Right now I honestly don't want to be around people, particularly the people I was drinking with last night. Not because they're awful people, but I still need to mentally process some stuff. I made sure one of them didn't die in the middle of the night (choking on his own vomit while he was passed out, etc.) and that was enough.

I get...weird...when I get really drunk. Most people lose their inhibitions and get more loose and crazy. I become more prim and proper; my manners really start to shine through. For example, last night as I was leaving the final bar for the night, I picked up all of the empty bottles and glasses around me, brought them to the bar and thanked the bartender profusely for the water that he gave me to give to the friend who I had to check on this morning, That was after I had gotten so drunk that I puked on myself a bit.

Thank God I'm not really hungover, just somewhat dehydrated. I never really get hungover or blackout. It's nice that I'm always able to remember the night before, so that I can make amends or mercilessly mock those who can't remember.

I think I'll spend the rest of the day just drinking coffee and water while listening to "Sympathique" by Pink Martini over and over again until I can't stand the song anymore.

Saturday, July 3, 2010

Cheaters never prosper...

Dating your coworker is one of those things that you're never supposed to do. It's even stupider when that coworker has a significant other that (s)he is moving in with and who wants to marry him/her in the near future.

Yeah, it's just a stupid summer fling for the two people in my clerkship program that I know are involved with each other. However, the woman's boyfriend was here only 2 weeks ago. He moved all of her stuff into his apartment this week while she was out here galavanting about with her new flame. Being pretty only lets you get away with some stuff, not with murder. Looks like she's going to have to find a new place once she gets back to the East Coast, or her boyfriend's more desperate than he seems. I just hope for his sake that he doesn't get a nice collection of STDs as a constant reminder of his future ex-girlfriend.

Not like the woman is the only guilty party. If someone has a significant other, that person should automatically be off-limits. I don't care how on the rocks or how open that relationship is, people who are trying to get some on the side shouldn't be touched with a ten-foot pole. Not only are you guilty of harming an innocent person, but if the person you're messing around with is willing to hop into bed with you, who knows how many other people are hopping into bed with that person as well.

Cheating is a bad idea, especially with a coworker because there's no way something like that can remain a secret indefinitely when there are people watching your interactions with one another on a daily basis.

Friday, July 2, 2010

Broken-hearted

One of the problems with trials is that there's always people involved outside of the courtroom.
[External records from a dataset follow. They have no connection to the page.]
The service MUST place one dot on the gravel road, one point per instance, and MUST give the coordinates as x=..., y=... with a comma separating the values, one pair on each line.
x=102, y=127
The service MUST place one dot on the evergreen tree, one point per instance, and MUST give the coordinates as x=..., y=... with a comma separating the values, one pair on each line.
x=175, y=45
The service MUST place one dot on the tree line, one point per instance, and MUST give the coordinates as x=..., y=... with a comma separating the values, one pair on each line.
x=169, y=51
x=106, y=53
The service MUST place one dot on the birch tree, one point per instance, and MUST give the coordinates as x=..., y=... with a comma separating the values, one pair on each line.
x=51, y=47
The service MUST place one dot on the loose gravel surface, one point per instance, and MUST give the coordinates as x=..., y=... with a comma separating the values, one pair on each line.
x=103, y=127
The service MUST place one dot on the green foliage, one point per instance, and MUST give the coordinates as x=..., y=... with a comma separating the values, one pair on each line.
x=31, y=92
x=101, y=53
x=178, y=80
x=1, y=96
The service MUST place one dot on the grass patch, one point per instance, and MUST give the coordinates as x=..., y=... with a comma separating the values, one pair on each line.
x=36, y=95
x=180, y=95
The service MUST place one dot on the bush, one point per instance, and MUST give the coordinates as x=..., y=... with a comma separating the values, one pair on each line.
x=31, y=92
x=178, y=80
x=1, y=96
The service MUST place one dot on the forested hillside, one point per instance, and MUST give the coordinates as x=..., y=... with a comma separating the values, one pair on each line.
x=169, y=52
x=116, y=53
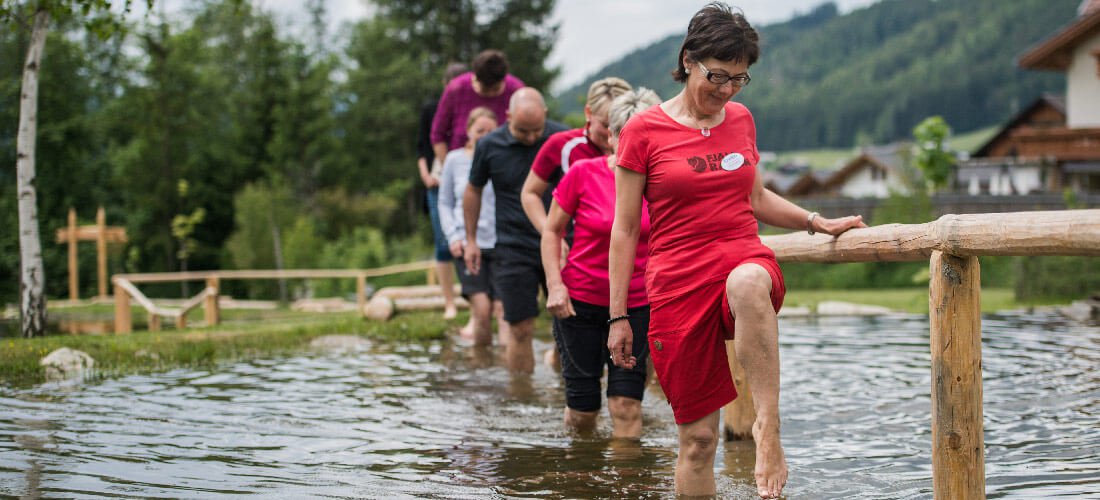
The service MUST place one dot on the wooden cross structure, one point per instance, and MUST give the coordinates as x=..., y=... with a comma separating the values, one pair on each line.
x=99, y=233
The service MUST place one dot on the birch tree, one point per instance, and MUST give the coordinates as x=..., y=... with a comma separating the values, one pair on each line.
x=99, y=18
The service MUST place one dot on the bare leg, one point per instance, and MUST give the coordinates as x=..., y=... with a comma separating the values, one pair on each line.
x=699, y=442
x=581, y=421
x=519, y=354
x=446, y=273
x=481, y=331
x=756, y=337
x=504, y=332
x=626, y=417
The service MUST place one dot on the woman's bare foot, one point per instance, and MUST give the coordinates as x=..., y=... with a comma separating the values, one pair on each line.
x=770, y=469
x=466, y=332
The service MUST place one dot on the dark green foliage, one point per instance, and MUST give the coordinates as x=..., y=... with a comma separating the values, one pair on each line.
x=824, y=79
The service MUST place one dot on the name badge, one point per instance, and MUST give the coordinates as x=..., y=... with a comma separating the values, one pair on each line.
x=733, y=162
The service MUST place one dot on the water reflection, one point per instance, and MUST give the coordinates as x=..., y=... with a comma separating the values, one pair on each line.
x=442, y=420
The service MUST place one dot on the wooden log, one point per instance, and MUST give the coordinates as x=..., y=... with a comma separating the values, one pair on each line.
x=361, y=293
x=380, y=308
x=101, y=252
x=1065, y=232
x=739, y=414
x=210, y=312
x=74, y=271
x=123, y=323
x=958, y=462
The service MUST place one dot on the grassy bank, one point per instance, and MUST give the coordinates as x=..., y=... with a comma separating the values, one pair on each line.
x=139, y=352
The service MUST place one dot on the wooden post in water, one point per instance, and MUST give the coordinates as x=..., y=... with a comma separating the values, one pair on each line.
x=210, y=313
x=122, y=319
x=958, y=448
x=361, y=293
x=101, y=252
x=739, y=415
x=74, y=271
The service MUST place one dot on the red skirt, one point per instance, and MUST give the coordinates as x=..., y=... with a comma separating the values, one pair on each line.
x=686, y=342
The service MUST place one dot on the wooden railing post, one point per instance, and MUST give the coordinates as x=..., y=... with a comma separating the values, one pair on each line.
x=74, y=271
x=958, y=450
x=101, y=252
x=739, y=414
x=210, y=312
x=122, y=319
x=361, y=293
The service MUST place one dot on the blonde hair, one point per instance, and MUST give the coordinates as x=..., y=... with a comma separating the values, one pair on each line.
x=627, y=106
x=602, y=92
x=479, y=112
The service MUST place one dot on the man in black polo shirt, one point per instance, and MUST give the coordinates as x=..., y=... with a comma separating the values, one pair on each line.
x=504, y=157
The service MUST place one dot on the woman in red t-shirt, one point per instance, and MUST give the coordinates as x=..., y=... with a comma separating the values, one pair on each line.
x=578, y=295
x=708, y=277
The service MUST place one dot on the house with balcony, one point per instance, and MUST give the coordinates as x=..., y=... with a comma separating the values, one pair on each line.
x=1054, y=144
The murder trial that I've been blogging about is no different. Today I spoke with the father of the defendant. Once I found out who the father was (he has been waiting outside the courtroom on a daily basis, but sat inside to hear the closing arguments today), I felt compelled to compliment him on his son's manners, as something like that comes directly from how someone is raised. The old man couldn't help but get choked up and kept saying how he tried to raise his son right. Made me almost cry because you could tell that it broke his heart to see his son getting mixed up with some unsavory characters and eventually end up charged with first-degree murder (which is essentially a planned murder done in cold blood, as opposed to the heat of the moment, which I find impossible given the circumstances). The jury will begin deliberations first thing Monday morning. Knowing what little I know about the case and the defendant, if he is convicted, I doubt the judge will put him on death row. I am of the opinion that some people should go on death row (serial killers, etc.) if only to keep them from spreading their ethos to other people in the prison system and continuing their cycle of harm.

Once the conviction comes in, I will likely expand upon Kyle's testimony because at that point there'll nothing worth protecting (either he will get convicted and it'll come out somehow aside from me, or he won't be in prison).